Monday, July 24, 2006

War Games


Saturday was strange. Very, very strange. We set off from Xiaoshan just after two in the afternoon for the forty minute drive to Hangzhou. Newly built apartment blocks had sprung up on either side of the dual-carriageway, many with Alpine style roofs or mini-pagodas and Eiffel Towers tacked on top. Rose bushes had been planted every few metres in the central reservation, stretching mile after mile after mile. Crossing the river, flat barges moved silently through the grey water like gunboats on the Mekong.

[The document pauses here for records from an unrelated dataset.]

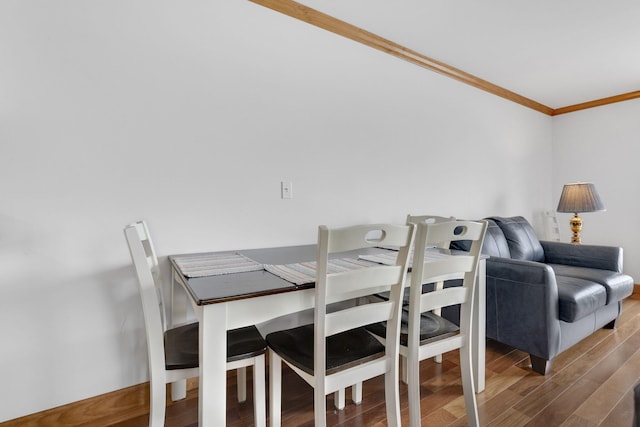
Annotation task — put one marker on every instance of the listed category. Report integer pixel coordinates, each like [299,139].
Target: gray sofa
[543,297]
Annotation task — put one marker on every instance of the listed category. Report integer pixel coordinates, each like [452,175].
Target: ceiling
[555,52]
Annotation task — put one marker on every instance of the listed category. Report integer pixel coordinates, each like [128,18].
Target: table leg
[479,328]
[212,399]
[177,314]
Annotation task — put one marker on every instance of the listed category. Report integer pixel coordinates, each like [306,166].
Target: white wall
[602,145]
[189,114]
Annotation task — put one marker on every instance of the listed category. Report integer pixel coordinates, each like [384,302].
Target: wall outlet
[286,188]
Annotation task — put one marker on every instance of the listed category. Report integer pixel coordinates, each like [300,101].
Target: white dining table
[229,301]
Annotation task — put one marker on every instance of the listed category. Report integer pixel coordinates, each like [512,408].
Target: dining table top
[212,289]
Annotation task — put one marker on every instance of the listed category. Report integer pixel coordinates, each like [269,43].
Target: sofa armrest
[522,306]
[590,256]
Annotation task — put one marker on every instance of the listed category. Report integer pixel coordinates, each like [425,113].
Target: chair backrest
[146,264]
[431,269]
[431,219]
[336,287]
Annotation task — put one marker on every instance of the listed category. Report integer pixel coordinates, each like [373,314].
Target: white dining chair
[428,219]
[425,334]
[336,351]
[173,352]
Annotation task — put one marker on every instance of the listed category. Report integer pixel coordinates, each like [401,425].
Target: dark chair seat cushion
[181,345]
[432,328]
[617,285]
[579,297]
[344,350]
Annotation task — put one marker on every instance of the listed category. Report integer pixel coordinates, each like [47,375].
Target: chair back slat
[355,283]
[444,298]
[358,316]
[449,268]
[136,235]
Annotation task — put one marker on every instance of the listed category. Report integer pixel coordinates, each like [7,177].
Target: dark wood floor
[590,385]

Then came the paintball. In stifling heat I sat through an hour long induction conducted entirely in Chinese, during which I gathered precisely two things: we would be carrying full size AK47 replicas up and down a hill, and we'd be shooting high velocity beebee pellets at each other rather than splodges of paint. My enthusiasm plummeted still further when the costumes arrived - camouflage trousers that ended at my ankles, a plastic GIs helmet and a Darth Vader mask with a few pin-prick size holes for ventilation and no peripheral vision.

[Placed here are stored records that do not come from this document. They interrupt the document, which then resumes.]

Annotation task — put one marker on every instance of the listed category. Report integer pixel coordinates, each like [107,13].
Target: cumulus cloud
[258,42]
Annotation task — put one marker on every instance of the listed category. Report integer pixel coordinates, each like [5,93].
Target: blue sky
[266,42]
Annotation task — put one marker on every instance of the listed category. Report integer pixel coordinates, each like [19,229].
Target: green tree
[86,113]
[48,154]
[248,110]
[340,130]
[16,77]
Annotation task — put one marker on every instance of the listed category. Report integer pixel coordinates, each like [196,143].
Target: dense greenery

We started the game minus half our body weight after half an hour's marching around and standing to attention practice, which the Chinese kids lapped up with worrying eagerness. Unfortunately nobody bothered to tell the foreigners what we were supposed to be doing, so I ended up still playing the first game as the second one was starting. In a blow to national stereotypes, the French girl quit after two minutes while the Pole fought off five hundred Asians in a desperate rearguard action before she surrendered and her home was razed to the ground.

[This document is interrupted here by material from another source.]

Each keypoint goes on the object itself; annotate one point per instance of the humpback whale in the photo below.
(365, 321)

The barbecue was pandemonium. A free for all involving fat Chinese rich kids, skewered raw meat, live shrimp, smoke and fire. I stayed in the corner cooking bits of tofu. The karaoke kicked off later, at almost exactly the same time as the heavy rain started. A 15 year old kid stripped off to the waist and started gyrating in front of the teachers. Another used his camera flash to strobe the dancefloor after the techno music started banging out. As we drove home huge forks of ligtning ripped through the night sky.